Learnixo

LLMs Deep Dive · Lesson 5 of 24

Transformer Architecture: End-to-End Walk-Through

From Original Transformer to Modern LLMs

The 2017 Transformer architecture has been refined significantly:

Original Transformer (Vaswani 2017):
  Post-LayerNorm, sinusoidal PE, ReLU FFN, full encoder-decoder
  Adam optimiser, dropout 0.1

GPT-1/2 (2018-2019):
  Decoder-only, learned absolute PE, GELU activation

GPT-3 (2020):
  Same architecture, scale to 175B
  Alternating dense + sparse attention layers

LLaMA 1/2 (2023):
  Pre-RMSNorm, RoPE, SwiGLU FFN
  No bias terms in attention/FFN
  Grouped-query attention (70B variant)

LLaMA 3 (2024):
  GQA across all sizes, larger vocab (128K), longer context (8K-128K)

Modern LLM Block (LLaMA-style)

Python
import torch
import torch.nn as nn
import torch.nn.functional as F

class LLaMABlock(nn.Module):
    def __init__(self, config):
        super().__init__()
        self.norm1 = RMSNorm(config.d_model)
        self.attn  = GroupedQueryAttention(
            d_model=config.d_model,
            num_q_heads=config.num_q_heads,
            num_kv_heads=config.num_kv_heads,  # GQA
        )
        self.norm2 = RMSNorm(config.d_model)
        self.ffn   = SwiGLUFFN(config.d_model, config.d_ff)

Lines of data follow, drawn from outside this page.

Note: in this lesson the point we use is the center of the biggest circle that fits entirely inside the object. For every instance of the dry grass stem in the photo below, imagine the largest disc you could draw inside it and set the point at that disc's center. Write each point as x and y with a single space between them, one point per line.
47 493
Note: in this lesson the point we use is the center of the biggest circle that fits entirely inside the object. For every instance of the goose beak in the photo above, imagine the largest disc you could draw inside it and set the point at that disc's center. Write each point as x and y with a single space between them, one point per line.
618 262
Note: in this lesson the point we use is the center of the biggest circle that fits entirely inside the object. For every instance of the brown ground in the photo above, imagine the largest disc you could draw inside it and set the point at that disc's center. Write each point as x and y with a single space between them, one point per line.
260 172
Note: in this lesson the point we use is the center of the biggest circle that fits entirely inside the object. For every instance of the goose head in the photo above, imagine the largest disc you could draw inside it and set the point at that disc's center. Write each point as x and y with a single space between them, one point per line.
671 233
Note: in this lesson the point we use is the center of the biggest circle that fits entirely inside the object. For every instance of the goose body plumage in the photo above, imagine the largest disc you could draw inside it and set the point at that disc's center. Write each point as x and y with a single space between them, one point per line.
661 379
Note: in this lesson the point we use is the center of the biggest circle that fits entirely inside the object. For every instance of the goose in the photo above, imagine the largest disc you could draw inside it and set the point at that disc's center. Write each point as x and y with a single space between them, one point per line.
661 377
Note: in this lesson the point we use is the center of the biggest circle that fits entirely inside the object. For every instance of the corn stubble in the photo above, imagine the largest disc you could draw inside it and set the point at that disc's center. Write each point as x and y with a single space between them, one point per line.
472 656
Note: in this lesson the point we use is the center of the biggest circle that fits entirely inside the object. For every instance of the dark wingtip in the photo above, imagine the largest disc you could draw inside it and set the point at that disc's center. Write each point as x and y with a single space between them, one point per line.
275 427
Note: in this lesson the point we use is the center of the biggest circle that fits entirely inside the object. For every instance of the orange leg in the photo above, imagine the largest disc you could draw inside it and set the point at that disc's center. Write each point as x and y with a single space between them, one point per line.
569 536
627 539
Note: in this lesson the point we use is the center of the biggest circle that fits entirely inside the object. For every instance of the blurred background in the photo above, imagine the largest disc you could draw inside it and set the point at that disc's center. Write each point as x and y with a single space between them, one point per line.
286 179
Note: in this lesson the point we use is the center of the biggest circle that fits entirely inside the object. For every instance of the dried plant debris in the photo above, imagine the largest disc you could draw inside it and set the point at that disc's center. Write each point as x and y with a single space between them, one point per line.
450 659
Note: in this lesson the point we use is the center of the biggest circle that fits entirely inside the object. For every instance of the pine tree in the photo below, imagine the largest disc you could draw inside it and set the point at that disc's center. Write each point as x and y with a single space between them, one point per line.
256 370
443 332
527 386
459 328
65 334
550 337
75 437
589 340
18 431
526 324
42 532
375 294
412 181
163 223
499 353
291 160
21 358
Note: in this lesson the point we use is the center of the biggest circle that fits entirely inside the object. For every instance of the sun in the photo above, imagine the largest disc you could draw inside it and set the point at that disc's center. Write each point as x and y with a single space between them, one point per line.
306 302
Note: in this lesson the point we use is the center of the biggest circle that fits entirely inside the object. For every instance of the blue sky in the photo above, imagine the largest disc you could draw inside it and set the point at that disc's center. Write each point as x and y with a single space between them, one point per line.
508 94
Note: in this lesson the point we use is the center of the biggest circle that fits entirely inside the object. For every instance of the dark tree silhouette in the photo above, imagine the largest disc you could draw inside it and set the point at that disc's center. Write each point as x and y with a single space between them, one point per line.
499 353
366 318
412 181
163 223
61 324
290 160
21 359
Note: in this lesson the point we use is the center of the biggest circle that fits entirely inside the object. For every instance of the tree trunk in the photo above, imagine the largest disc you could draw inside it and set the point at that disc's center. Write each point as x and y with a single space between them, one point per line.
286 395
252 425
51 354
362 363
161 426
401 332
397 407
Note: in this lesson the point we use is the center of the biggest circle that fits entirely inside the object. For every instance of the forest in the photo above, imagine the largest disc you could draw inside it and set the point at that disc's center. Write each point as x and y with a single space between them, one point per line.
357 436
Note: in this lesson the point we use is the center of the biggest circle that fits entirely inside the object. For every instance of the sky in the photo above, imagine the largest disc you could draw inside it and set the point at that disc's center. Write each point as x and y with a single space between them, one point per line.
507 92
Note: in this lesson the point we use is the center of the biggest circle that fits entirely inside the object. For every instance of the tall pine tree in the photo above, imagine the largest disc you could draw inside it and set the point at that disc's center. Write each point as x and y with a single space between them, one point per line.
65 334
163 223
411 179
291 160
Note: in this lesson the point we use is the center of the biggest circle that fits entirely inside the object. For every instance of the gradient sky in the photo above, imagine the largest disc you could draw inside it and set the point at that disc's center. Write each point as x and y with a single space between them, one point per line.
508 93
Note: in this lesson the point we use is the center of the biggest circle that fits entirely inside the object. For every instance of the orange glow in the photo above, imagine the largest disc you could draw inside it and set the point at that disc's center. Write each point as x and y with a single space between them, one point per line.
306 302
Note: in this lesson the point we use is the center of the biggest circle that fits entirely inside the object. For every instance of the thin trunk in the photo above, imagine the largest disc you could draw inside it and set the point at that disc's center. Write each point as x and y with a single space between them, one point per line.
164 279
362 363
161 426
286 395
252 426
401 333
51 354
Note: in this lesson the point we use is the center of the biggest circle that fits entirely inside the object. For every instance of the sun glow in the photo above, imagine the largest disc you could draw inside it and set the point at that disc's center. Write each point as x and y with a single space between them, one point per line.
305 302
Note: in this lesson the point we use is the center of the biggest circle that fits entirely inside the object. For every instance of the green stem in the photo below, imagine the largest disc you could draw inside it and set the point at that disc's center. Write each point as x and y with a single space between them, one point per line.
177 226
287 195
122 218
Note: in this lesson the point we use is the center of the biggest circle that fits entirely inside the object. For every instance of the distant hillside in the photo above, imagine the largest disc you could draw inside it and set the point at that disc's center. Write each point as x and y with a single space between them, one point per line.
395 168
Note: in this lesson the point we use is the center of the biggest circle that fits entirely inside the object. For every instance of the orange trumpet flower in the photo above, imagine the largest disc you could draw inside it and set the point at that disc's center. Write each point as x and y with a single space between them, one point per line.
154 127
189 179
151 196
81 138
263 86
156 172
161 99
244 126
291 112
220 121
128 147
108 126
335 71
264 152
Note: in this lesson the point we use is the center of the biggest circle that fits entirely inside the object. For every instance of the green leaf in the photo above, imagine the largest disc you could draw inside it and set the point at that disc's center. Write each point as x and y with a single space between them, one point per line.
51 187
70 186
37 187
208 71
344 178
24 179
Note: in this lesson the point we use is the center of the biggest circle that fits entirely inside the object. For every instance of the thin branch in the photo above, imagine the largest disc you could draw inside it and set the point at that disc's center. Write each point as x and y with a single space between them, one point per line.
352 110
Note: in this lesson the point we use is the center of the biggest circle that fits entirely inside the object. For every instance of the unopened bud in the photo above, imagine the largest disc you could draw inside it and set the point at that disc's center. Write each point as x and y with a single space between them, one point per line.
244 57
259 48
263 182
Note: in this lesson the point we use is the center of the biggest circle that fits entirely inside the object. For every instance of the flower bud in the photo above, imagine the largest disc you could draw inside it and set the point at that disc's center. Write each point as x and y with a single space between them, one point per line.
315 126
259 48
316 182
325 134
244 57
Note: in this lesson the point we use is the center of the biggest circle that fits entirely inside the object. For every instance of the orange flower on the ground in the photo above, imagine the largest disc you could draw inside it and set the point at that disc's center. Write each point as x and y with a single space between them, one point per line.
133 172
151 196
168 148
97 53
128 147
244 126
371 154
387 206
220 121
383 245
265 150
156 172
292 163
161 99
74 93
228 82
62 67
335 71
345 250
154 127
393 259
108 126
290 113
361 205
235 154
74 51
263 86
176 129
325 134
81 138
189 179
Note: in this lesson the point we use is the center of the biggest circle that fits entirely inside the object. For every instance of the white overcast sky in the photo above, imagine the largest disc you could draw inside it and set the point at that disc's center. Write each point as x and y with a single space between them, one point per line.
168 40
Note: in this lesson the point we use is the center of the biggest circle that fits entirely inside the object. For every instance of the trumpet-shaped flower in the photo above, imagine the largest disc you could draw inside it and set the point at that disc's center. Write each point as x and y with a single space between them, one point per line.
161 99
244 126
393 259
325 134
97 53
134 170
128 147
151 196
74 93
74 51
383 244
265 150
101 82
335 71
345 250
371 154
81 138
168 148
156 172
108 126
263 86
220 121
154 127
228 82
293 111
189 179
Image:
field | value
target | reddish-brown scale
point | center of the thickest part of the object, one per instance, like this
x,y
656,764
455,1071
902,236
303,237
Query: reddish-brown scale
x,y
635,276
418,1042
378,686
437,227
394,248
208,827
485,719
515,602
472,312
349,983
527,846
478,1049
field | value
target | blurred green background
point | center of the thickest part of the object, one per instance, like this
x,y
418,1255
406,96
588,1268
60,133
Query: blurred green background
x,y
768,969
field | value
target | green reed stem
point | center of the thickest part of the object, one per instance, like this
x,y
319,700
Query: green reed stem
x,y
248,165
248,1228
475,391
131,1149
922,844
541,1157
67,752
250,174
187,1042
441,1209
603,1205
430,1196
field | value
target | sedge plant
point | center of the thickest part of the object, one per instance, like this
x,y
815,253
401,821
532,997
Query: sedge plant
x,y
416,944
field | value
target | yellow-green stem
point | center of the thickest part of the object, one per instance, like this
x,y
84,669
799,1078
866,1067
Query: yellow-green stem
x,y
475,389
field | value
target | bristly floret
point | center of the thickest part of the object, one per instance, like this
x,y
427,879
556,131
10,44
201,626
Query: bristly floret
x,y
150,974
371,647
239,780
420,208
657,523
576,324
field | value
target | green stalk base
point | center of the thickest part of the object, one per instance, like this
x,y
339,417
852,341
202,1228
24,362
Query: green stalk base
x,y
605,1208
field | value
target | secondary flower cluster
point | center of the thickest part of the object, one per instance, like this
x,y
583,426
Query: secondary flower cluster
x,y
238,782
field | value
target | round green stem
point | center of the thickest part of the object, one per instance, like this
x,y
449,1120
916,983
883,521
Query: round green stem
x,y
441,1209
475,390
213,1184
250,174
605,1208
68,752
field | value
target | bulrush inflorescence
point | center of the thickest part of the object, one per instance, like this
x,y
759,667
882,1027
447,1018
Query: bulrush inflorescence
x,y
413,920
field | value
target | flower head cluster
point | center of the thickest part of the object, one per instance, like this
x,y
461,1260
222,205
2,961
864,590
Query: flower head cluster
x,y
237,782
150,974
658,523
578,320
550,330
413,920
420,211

    def forward(self, x, freqs_cos, freqs_sin, mask=None):
        # Pre-norm + residual
        x = x + self.attn(self.norm1(x), freqs_cos, freqs_sin, mask)
        x = x + self.ffn(self.norm2(x))
        return x

Key Architectural Differences: BERT vs LLaMA

| Component | BERT-base | LLaMA 2 7B | |-----------|-----------|------------| | Type | Encoder-only | Decoder-only | | Layers | 12 | 32 | | d_model | 768 | 4096 | | Heads | 12 | 32 (Q), 8 (KV) | | FFN size | 3072 | 11008 | | Norm | Post-LayerNorm | Pre-RMSNorm | | Positional | Learned absolute | RoPE | | Activation | GELU | SwiGLU | | Context | 512 | 4096 | | Params | 110M | 7B |


Tied Embeddings

Most LLMs tie the input token embedding matrix and the output LM head:

E_in  ∈ ℝ^(vocab × d_model)  — input: token ID → vector
E_out ∈ ℝ^(d_model × vocab)  — output: vector → logits

Tied: E_out = E_inᵀ

Benefits:
  Saves vocab × d_model parameters (e.g., 32K × 4096 ≈ 131M params)
  Forces consistent semantic space between input and output
  Empirically matches or beats untied embeddings

Embedding and Output Dimensions

Token embedding table: vocab_size × d_model
  GPT-2:    50257 × 768  = 38.6M params
  LLaMA 2:  32000 × 4096 = 131M params
  LLaMA 3:  128256 × 4096 = 525M params

For large vocab sizes, the embedding table is a significant fraction
of total parameters — motivation for tied embeddings.

No Biases in Modern LLMs

LLaMA and most modern LLMs remove bias terms from Linear layers:

Standard: y = xW + b  (W and b are learned)
No bias:  y = xW      (only W)

Reasons:
  1. Smaller parameter count (minor)
  2. Better generalisation (empirically observed)
  3. Interaction with LayerNorm: bias in the preceding layer
     is absorbed by LayerNorm's learned shift β — redundant
  4. Cleaner weight decay (bias terms are typically excluded
     from L2 regularisation — removing them simplifies this)

Interview Answer

"Modern decoder-only LLMs (LLaMA, Mistral) use Pre-RMSNorm instead of Post-LayerNorm for training stability, RoPE for positional encoding instead of learned absolute positions, SwiGLU activation in the FFN instead of ReLU/GELU, grouped-query attention to reduce the KV cache, and no bias terms in Linear layers. The core transformer block structure is unchanged: masked self-attention + FFN + residuals. Input and output embeddings are typically tied to save memory and regularise the representation space."